To address the above defects, we propose and study the collapsed coreness problem: finding b vertices s.t. the deletion of these vertices leads to the largest coreness loss (the total decrease of coreness from every vertex. The coreness of a vertex is validated as the “best practice” for measuring the engagement of the vertex [33]. Clearly, there is no input of k required for the collapsed coreness problem, and the only input is the budget b for the number of collapsers. The collapsed coreness problem essentially considers the k-core of every input k to find the key users, while its result is not a trivial aggregation. Since the collapsed coreness problem considers the coreness dynamic of each vertex, it is more promising in finding the key users regarding the stability of a network. The following example illustrates the difference between the collapsed k-core and collapsed coreness problems.

Example 1

Figure 1 shows a graph G with 12 vertices and their connections.

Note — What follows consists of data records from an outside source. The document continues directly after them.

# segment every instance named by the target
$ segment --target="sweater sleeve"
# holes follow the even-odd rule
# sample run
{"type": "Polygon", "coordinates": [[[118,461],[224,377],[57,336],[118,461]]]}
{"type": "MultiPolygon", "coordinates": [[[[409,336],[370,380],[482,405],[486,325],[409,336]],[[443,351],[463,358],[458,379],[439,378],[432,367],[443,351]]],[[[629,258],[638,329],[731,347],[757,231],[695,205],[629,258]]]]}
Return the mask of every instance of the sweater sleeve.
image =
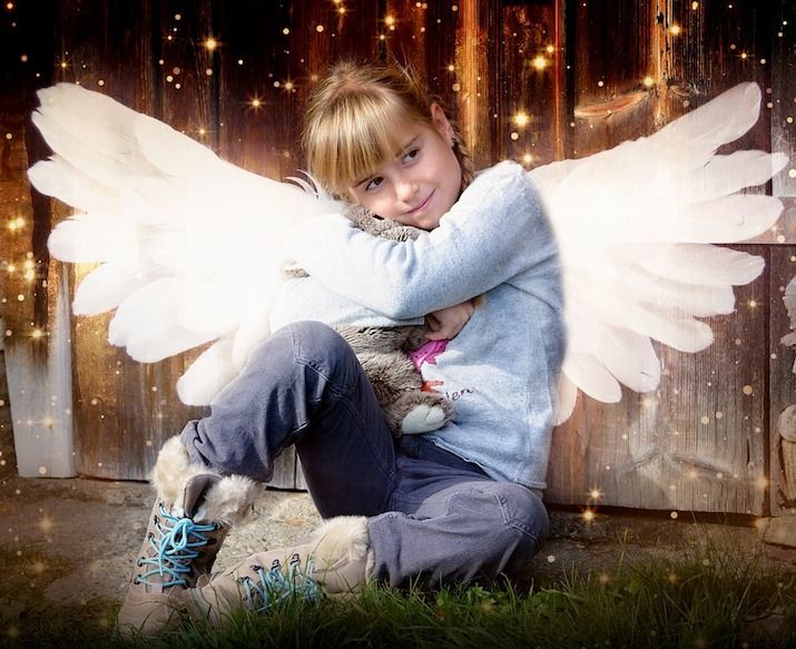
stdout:
{"type": "Polygon", "coordinates": [[[288,252],[335,293],[405,319],[460,304],[549,259],[550,238],[524,169],[502,163],[415,240],[377,238],[324,215],[294,230],[288,252]]]}

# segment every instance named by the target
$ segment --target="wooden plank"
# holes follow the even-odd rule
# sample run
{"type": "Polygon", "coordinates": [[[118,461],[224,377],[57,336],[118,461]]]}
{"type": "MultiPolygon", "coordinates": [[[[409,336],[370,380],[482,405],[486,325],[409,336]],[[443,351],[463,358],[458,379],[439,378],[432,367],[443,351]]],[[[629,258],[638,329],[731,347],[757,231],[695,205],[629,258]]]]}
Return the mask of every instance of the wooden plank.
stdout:
{"type": "Polygon", "coordinates": [[[47,155],[29,115],[37,105],[35,90],[52,79],[56,35],[42,26],[57,22],[58,7],[47,1],[36,7],[14,3],[7,10],[0,35],[6,61],[0,85],[0,207],[6,215],[0,259],[16,459],[20,475],[68,476],[75,469],[63,284],[46,247],[49,201],[31,194],[24,175],[47,155]]]}
{"type": "MultiPolygon", "coordinates": [[[[795,350],[780,343],[792,331],[792,323],[782,296],[796,275],[796,246],[773,246],[770,260],[770,348],[769,348],[769,479],[772,515],[796,514],[796,442],[783,437],[790,430],[789,417],[780,424],[780,415],[796,404],[795,350]]],[[[793,409],[792,409],[793,410],[793,409]]],[[[787,414],[786,414],[787,416],[787,414]]]]}
{"type": "Polygon", "coordinates": [[[566,92],[559,2],[507,4],[501,16],[499,157],[528,167],[564,157],[566,92]]]}
{"type": "Polygon", "coordinates": [[[774,177],[773,193],[786,200],[777,243],[796,243],[796,6],[780,2],[772,19],[773,61],[767,107],[772,114],[772,147],[790,163],[774,177]]]}
{"type": "MultiPolygon", "coordinates": [[[[190,87],[194,81],[207,83],[205,55],[196,51],[196,43],[208,33],[208,4],[186,8],[183,3],[185,16],[180,19],[185,22],[168,35],[163,32],[173,29],[167,26],[170,10],[166,3],[157,6],[159,12],[149,2],[78,4],[61,4],[63,50],[70,52],[67,79],[163,117],[180,130],[194,131],[191,120],[207,115],[207,110],[197,108],[200,101],[190,100],[193,92],[206,106],[205,90],[190,87]],[[175,47],[167,52],[168,43],[175,47]],[[184,75],[180,78],[186,91],[178,98],[159,97],[159,88],[167,85],[163,78],[166,65],[179,67],[184,75]]],[[[169,88],[177,94],[176,83],[169,88]]],[[[77,272],[85,273],[86,268],[78,267],[77,272]]],[[[108,346],[108,321],[109,316],[73,321],[77,469],[85,475],[143,480],[163,441],[202,411],[186,409],[177,400],[175,383],[184,358],[136,363],[122,350],[108,346]]]]}
{"type": "MultiPolygon", "coordinates": [[[[698,7],[707,11],[705,4],[698,7]]],[[[660,19],[648,3],[633,6],[638,13],[628,4],[617,6],[619,20],[601,7],[593,22],[590,6],[568,6],[578,19],[578,49],[588,52],[576,57],[577,155],[645,135],[661,119],[704,101],[706,92],[714,96],[731,86],[743,71],[730,73],[733,61],[714,60],[724,56],[713,47],[717,26],[750,21],[748,42],[764,56],[764,11],[747,8],[731,20],[688,14],[690,22],[679,22],[675,33],[680,17],[695,11],[690,2],[668,4],[660,19]],[[652,13],[645,17],[645,11],[652,13]],[[651,30],[646,39],[645,29],[651,30]],[[650,49],[646,41],[658,46],[650,49]],[[646,58],[646,69],[661,73],[652,78],[650,90],[637,95],[646,58]],[[708,83],[701,76],[716,70],[724,78],[713,77],[708,83]],[[678,88],[688,92],[678,95],[678,88]],[[698,96],[691,94],[695,88],[700,89],[698,96]]],[[[761,138],[766,146],[767,128],[761,120],[736,146],[754,147],[761,138]]],[[[746,249],[768,256],[767,248],[746,249]]],[[[736,295],[734,316],[710,319],[716,340],[708,350],[696,355],[660,351],[665,376],[656,393],[626,393],[613,406],[582,401],[573,421],[556,434],[550,501],[766,513],[767,276],[736,295]],[[590,495],[592,491],[599,495],[590,495]]]]}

The coreness of each vertex is marked near the vertex, e.g., the coreness of v4 is 2. The k-core of G is induced by all the vertices with coreness of at least k, e.g., the 2-core is induced by v2, v3 and v4.

Fig. 1
figure 1

A Toy Graph (The coreness of each vertex is marked near the vertex)

Table 1 shows the results of the collapsed k-core problem (CKP) and the collapsed coreness problem (CCP) when b = 1. If k = 2, the result of CKP may be v3. The deletion of v3 will decrease the coreness of v2 which is named the follower of v3. If k = 3, the result of CKP may be v6 and the followers are v5,v7 and v8. As k is not an input for CCP, its result is just v5 and the followers are v2,v6,v7 and v8. It is more important to protect v5 compared with v3 or v6, because the leave of v5 may affect more users.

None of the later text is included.